Eventually we resumed offline classes and moved back to 4th floor.

In high school we moved again to the commie-block because of my parents' work. This was the real upsetting one. We were leaving 4th floor for good, and I still don't think I'm over it.

We moved everything to Grandma's, including my books, the pipa I'd never touched since then, and Sandstorm. Sandstorm took a while to adjust. She found the nearest bed and crouched beneath it, refusing to come out for a couple days. Now she also liked poking her head dangerously out the window, not registering that we're now 5 times higher than we used to be and if she fell down again she's dying.

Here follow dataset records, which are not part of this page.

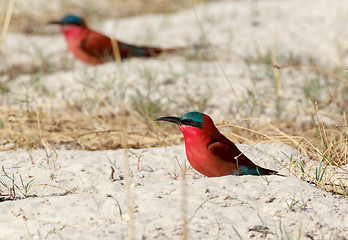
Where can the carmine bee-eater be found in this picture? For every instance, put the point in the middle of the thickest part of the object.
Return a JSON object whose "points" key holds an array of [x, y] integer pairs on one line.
{"points": [[95, 48], [210, 152]]}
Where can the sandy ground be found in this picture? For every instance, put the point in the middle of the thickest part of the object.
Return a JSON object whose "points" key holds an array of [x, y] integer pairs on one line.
{"points": [[72, 195], [79, 200]]}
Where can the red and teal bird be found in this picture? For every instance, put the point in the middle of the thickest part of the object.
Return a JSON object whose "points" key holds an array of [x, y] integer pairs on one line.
{"points": [[95, 48], [210, 152]]}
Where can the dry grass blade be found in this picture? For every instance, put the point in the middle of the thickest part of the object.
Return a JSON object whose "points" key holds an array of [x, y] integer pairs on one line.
{"points": [[7, 20]]}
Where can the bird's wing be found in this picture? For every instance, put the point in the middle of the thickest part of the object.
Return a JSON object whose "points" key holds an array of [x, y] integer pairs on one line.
{"points": [[228, 151], [96, 44]]}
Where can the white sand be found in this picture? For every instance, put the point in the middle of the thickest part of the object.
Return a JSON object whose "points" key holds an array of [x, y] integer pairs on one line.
{"points": [[73, 200], [77, 200]]}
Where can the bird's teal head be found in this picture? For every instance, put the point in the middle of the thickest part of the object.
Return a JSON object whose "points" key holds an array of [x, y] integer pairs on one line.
{"points": [[194, 119], [70, 19]]}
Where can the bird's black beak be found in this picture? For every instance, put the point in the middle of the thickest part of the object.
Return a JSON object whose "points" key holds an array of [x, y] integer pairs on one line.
{"points": [[175, 120], [55, 22]]}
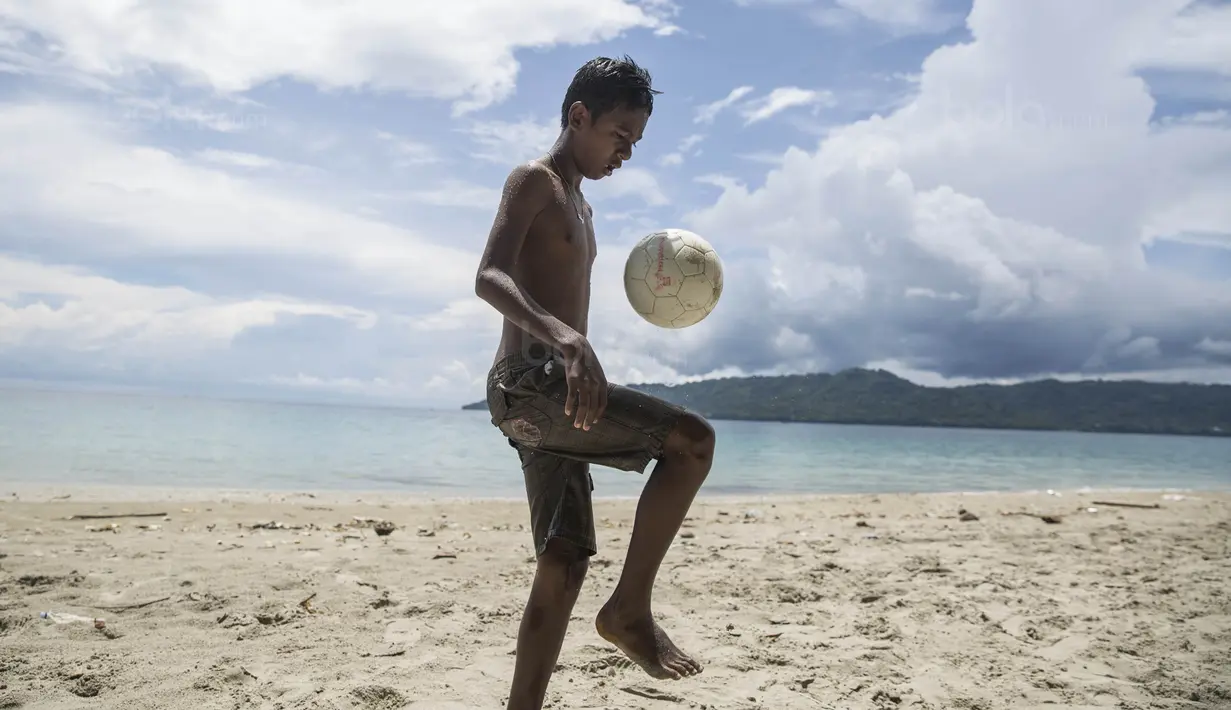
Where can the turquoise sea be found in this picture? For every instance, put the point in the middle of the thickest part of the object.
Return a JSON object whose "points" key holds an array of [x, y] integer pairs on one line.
{"points": [[73, 438]]}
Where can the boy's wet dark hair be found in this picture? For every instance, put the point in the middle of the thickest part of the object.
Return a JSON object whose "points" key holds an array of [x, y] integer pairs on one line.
{"points": [[605, 84]]}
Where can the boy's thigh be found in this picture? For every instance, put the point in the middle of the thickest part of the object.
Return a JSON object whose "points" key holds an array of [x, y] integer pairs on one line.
{"points": [[560, 496], [629, 434]]}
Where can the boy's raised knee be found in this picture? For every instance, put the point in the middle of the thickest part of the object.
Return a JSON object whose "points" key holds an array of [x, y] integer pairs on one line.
{"points": [[563, 566], [692, 437]]}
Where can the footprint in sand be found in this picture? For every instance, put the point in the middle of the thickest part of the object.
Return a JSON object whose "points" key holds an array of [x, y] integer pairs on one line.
{"points": [[399, 636], [403, 633]]}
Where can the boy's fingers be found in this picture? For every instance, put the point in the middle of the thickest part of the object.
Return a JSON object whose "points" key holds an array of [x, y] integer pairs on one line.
{"points": [[598, 406], [582, 407], [569, 398]]}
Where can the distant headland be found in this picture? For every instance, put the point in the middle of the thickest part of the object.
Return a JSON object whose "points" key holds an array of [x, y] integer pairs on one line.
{"points": [[863, 396]]}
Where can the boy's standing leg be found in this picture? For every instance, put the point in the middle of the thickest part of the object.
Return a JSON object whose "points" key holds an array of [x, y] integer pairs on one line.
{"points": [[627, 618], [564, 539], [555, 459]]}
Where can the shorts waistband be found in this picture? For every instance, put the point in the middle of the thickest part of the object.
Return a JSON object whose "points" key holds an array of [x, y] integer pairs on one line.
{"points": [[534, 357]]}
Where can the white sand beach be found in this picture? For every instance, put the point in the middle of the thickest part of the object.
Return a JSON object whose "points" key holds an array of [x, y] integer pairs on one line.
{"points": [[869, 602]]}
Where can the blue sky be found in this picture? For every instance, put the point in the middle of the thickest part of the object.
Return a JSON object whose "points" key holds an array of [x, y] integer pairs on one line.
{"points": [[289, 198]]}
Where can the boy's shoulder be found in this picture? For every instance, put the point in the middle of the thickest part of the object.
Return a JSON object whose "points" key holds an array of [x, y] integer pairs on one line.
{"points": [[529, 183]]}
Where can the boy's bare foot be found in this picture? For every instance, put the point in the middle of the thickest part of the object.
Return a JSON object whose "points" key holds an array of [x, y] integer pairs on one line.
{"points": [[641, 639]]}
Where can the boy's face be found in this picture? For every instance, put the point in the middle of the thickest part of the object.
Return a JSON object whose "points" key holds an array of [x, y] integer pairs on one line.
{"points": [[601, 147]]}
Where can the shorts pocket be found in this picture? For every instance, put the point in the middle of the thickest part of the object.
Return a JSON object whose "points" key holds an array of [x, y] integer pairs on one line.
{"points": [[526, 425]]}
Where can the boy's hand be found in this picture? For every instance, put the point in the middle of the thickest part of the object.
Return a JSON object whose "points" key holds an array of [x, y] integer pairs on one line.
{"points": [[587, 384]]}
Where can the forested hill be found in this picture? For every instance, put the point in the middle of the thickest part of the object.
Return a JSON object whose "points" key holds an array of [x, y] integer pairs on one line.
{"points": [[880, 398]]}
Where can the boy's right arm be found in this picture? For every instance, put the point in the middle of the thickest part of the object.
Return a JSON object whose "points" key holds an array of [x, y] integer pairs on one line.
{"points": [[528, 190]]}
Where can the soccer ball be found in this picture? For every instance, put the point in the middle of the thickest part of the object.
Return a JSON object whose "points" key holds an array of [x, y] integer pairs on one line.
{"points": [[673, 278]]}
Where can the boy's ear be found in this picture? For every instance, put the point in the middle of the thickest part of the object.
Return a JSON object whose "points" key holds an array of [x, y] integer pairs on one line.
{"points": [[579, 116]]}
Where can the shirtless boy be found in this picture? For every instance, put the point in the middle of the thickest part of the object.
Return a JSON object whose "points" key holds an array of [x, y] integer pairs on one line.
{"points": [[548, 395]]}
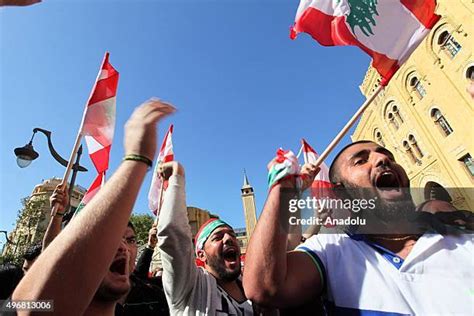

We also started to move between the commie-block and Grandma's because nobody liked the commie-block. My parents would stay there in the weekdays while I was at school, and during weekends they would pick me up from school and drive to Grandma's. On Sunday they would drop me back off at school and go back to the commie-block. Sometimes they'd have plans during the weekend so we would stay at the commie-block that week, and I'd have to sleep on the couch, unless my dad was sick; then I'd sleep on the bed with mom and he'd be off to the couch.

The commie-block wasn't all bad. There's actually life there. We were also close to a shopping mall. There was no life at Grandma's. Everything felt dead and my room didn't feel like mine. There's some neighbor who practiced the piano every weekend. They were playing Ode to Joy really badly for months.

I wrote this post mainly to reminisce about 4th floor. I missed the feeling of home and the bauhinia flowers. Sandstorm seemed happier there too. I don't know if I'll ever find somewhere that I could feel like home again.